62. VENUS. 8 ANS

J'ai des crises de somnambulisme. Je me lève la nuit et je me promène sur le toit. Je déteste lorsque mon corps m'échappe. C'est comme si l'Autre, le prisonnier en moi, était pris d'une envie de bouger.

Au réveil, la migraine me tourmente. L'Autre n'a peut-être pas suffisamment marché à son gré et il continue à me ronger de l'intérieur…

Après mes premières apparitions comme mannequin, les propositions se sont multipliées. On me réclame de plus en plus. Maman s'occupe des formalités avec les agences et traite en mon nom.

J'ai huit ans et je gagne ma vie. Normalement, nous devrions tous être au comble du bonheur, et pourtant papa et maman n'arrêtent pas de se disputer. Ils parlent de «l'oseille de la petite». Ils font sans doute allusion à moi, encore un de ces mots d'adultes que je ne comprends pas. Maman dit que c'est elle qui négocie et qu'il est donc normal qu'elle ait droit à son pourcentage en tant qu'agent. Papa rétorque que «cette enfant, nous l'avons faite à deux, non?», et il ajoute: «En plus, elle ressemble davantage à ma mère qu'à toi.»

J'aime bien que mes parents revendiquent chacun ma beauté comme leur apport personnel. Mais maman crie de plus en plus fort. Elle annonce qu'elle a engagé un détective privé pour qu'il suive papa et elle lui lance à la figure des photos de lui, «nu avec sa poule».

Papa a dit à maman:

— De toute façon, tu vieillis, ma pauvre, il faut bien que je songe à te remplacer.

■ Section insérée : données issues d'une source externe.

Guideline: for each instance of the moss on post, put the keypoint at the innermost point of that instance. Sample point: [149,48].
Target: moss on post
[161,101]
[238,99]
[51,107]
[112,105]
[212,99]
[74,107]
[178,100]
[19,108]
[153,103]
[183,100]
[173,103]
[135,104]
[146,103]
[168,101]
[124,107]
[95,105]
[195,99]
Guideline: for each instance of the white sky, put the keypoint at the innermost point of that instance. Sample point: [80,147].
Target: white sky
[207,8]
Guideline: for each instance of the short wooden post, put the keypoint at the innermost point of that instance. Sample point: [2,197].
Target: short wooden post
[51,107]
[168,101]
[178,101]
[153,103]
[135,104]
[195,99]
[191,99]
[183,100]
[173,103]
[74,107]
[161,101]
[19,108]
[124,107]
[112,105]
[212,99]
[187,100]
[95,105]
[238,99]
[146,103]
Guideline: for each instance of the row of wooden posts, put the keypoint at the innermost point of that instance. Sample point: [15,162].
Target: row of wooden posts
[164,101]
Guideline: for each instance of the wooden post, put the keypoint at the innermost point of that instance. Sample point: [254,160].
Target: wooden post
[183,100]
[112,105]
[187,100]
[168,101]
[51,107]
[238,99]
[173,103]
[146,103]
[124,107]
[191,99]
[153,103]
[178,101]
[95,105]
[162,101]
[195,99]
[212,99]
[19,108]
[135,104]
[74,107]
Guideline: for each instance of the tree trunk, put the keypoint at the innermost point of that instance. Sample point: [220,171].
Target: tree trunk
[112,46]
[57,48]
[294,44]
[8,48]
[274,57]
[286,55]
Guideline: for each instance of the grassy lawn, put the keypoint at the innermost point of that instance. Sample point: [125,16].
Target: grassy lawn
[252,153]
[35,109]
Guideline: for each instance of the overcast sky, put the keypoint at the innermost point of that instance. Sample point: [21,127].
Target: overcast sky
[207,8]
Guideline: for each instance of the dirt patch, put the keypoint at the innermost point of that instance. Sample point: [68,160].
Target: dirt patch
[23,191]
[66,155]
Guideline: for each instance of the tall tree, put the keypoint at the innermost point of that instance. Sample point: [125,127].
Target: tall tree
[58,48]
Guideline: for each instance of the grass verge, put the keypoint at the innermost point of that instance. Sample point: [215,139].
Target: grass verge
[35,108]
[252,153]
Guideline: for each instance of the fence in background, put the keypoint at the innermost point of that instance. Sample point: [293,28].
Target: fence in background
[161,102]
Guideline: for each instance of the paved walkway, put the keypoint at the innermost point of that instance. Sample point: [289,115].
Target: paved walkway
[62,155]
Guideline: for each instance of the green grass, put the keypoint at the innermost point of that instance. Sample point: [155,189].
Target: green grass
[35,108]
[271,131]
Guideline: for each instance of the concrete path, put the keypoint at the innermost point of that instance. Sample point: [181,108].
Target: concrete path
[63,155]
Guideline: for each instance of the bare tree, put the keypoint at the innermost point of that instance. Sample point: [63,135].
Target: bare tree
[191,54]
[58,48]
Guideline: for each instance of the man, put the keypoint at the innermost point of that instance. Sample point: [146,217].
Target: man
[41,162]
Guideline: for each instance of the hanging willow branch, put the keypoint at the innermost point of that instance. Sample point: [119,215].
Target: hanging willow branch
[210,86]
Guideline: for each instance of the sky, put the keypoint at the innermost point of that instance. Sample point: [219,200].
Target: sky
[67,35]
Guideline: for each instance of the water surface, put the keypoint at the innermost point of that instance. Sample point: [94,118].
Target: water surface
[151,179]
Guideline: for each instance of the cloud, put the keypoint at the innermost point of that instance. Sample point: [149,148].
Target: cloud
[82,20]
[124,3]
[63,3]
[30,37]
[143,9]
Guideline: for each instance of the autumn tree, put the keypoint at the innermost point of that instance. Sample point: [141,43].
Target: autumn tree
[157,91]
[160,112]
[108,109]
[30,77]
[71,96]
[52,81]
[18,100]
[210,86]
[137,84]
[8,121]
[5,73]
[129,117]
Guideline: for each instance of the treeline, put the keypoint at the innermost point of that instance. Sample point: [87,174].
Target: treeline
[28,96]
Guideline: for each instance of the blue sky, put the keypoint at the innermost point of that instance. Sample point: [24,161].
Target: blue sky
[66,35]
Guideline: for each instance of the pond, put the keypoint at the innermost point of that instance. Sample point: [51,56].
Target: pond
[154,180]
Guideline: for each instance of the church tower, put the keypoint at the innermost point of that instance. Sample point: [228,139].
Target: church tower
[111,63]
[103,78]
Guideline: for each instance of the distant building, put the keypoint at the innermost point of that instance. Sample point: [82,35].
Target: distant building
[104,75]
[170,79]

Maman a dit à papa qu'il ne sait pas faire l'amour. C'est faux. J'adore quand papa me couvre de bisous et m'assure qu'il m'aime. Papa a dit à maman qu'il n'existe pas d'hommes impuissants, il n'y a que des femmes maladroites.

Maman lui a envoyé une gifle.

Papa la lui a rendue.

Maman a dit que, si c'est comme ça, elle retourne chez sa mère. Elle s'est emparée d'une statuette et l'a lancée dans sa direction. Alors ils ont prononcé leur phrase rituelle: «Pas devant la petite.» Ils sont allés dans leur chambre, ils ont hurlé de plus belle, puis il y a eu un silence et maman a gémi des «oui», des «non» et des «oh, oh, oh», et puis encore des «oui, oui» et des «non, non» comme si elle était incapable de se décider.

Personne n'est venu m'embrasser dans mon lit ou me raconter une histoire pour m'endormir. J'ai pleuré toute seule dans ma chambre et puis j'ai fait une prière. Je veux que mes parents se disputent moins et s'occupent plus de moi.